Tami Silverman is the president and CEO of the Indiana Youth Institute. She may be reached at email@example.com or on Twitter at @Tami_IYI.
This article is part of the WCPO.com project Heroin: How Do We Respond?
The news offers daily reminders of the complex challenges our communities, state and country face in the opioid crisis.
In Indiana, Governor Eric Holcomb made attacking the drug epidemic a pillar of his inaugural policy agenda. Indiana University has announced its Grand Challenge to respond to the addictions crisis, committing $50 million to finding solutions.
Indiana’s social service, emergency service, criminal justice, health care, and public health providers are working to respond to the relentless array of ongoing, interconnected needs arising from the crisis. Collaborations among local, state and federal agencies are developing new cross-cutting partnerships and interventions. At the Indiana Youth Institute, we are concentrating on identifying and addressing the short- and long-term consequences of the opioid crisis on our children.
The opioid crisis and kids
For the past three years, the number of children in Indiana’s foster care system has increased steadily.

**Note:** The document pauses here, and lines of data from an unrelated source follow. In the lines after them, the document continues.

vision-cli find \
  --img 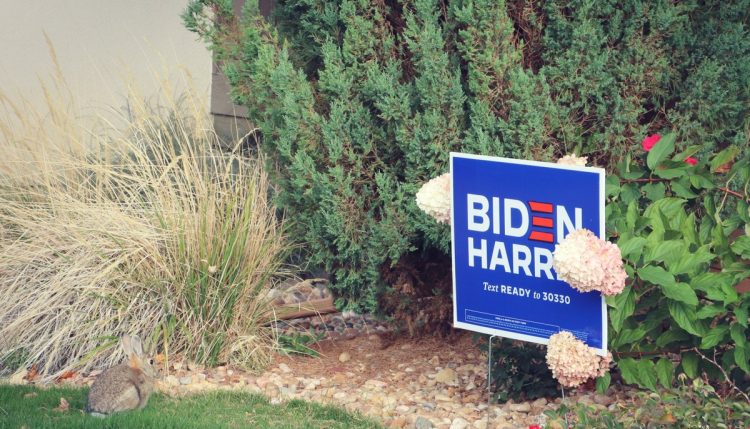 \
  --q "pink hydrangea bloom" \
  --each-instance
[417,173,451,223]
[641,134,661,152]
[552,229,628,295]
[547,331,612,387]
[557,153,588,167]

Experts, including Mary Beth Bonaventura, director of the Indiana Department of Child Services, agree these increases are directly linked to the opioid problem.
“We have more children in care than we've ever had in history, nationwide and in Indiana," Bonventura said. “With all cases counted, (we have) close to 29,000 kids in care in some way shape or form.”
In 2016, 52 percent of children her department removed from a home were removed due to parental substance abuse. When substance abuse is included as a secondary cause, that rate rises to nearly 80 percent.
Who cares for the kids caught in this crisis?
When looking at the counties along the Ohio-Indiana-Kentucky border area, Ohio County, Indiana, has the highest rate of children living in non-relative foster care at 5.7 percent. Compare that to Hamilton County, Ohio, where 1.8 percent of children live in that situation. Rates in Kentucky’s Boone, Campbell and Kenton counties also are lower than in Indiana’s Ohio, Dearborn or Switzerland counties.
Often, grandparents and other relatives end up caring for these children. Warren County, Ohio, has the lowest rate of kinship care in the area, with 3.9 percent of kids living with their grandparents. But Switzerland County, Indiana, has the region’s highest rate at 8.9 percent.
Staying with grandparents and other relatives
In Indiana, nearly 51 percent of all foster care placements are with relatives. A September 2017 Pew Charitable Trusts study shows parents of adult children who either struggle with substance use disorder, or have died from an overdose, are raising an increasing number of their grandchildren.
Child placements with relatives, also called kinship care, can be a formal placement from the state or an informal arrangement between the parents and the relative caregivers. In fact, the Pew research estimates that for every foster child formally placed with a relative as a primary caregiver, there are 20 more in informal kinship arrangements.
Tina Cloer, president and CEO of Children’s Bureau Inc., said, “I get calls all the time from people all over the city and state who have now inherited their nieces and nephews, their grandchildren, their friends’ kids, because they’re struggling with addiction.”
About 39 percent of grandparents caring for grandchildren are older than 60; 21 percent live below the poverty line and 26 percent have a disability.
Children in kinship care, as do children in other foster care arrangements, have been found to lack adequate access to primary care, immunization, vision, hearing and dental care services.
Despite these challenges, the American Academy of Pediatrics stresses the benefits of kinship care, including increased stability and well-being, reduced trauma, and an increased likelihood that siblings will stay together.
What we can do to help
We can help grandparents and family members caring for these young victims of our state’s addiction crisis. Kinship care is often unexpected and unplanned. Many families are unaware of available help. For instance, grandparents and families who become licensed foster families can access services and financial supports. Organizations such as Grandfamilies.org provide valuable information on applicable laws and resources.
Cloer works with many faith-based and community groups that are reaching out to grandparents caring for their grandchildren with basic needs items such as diapers, formula and clothing.
As employers, we can offer flexible schedules for those suddenly faced with caring for these children. Schools and youth organizations also need to be sensitive to kinship care arrangements.
Any comprehensive solution to the opioid crisis must include the impacted children and family members. Most child welfare experts agree that an increased focus on the impacts on the youngest victims is warranted.
While we look for policy and systems change at the state level, at the local level we can immediately step in to help families providing kinship care. Actions taken now can help prevent this crisis from lasting into the next generation.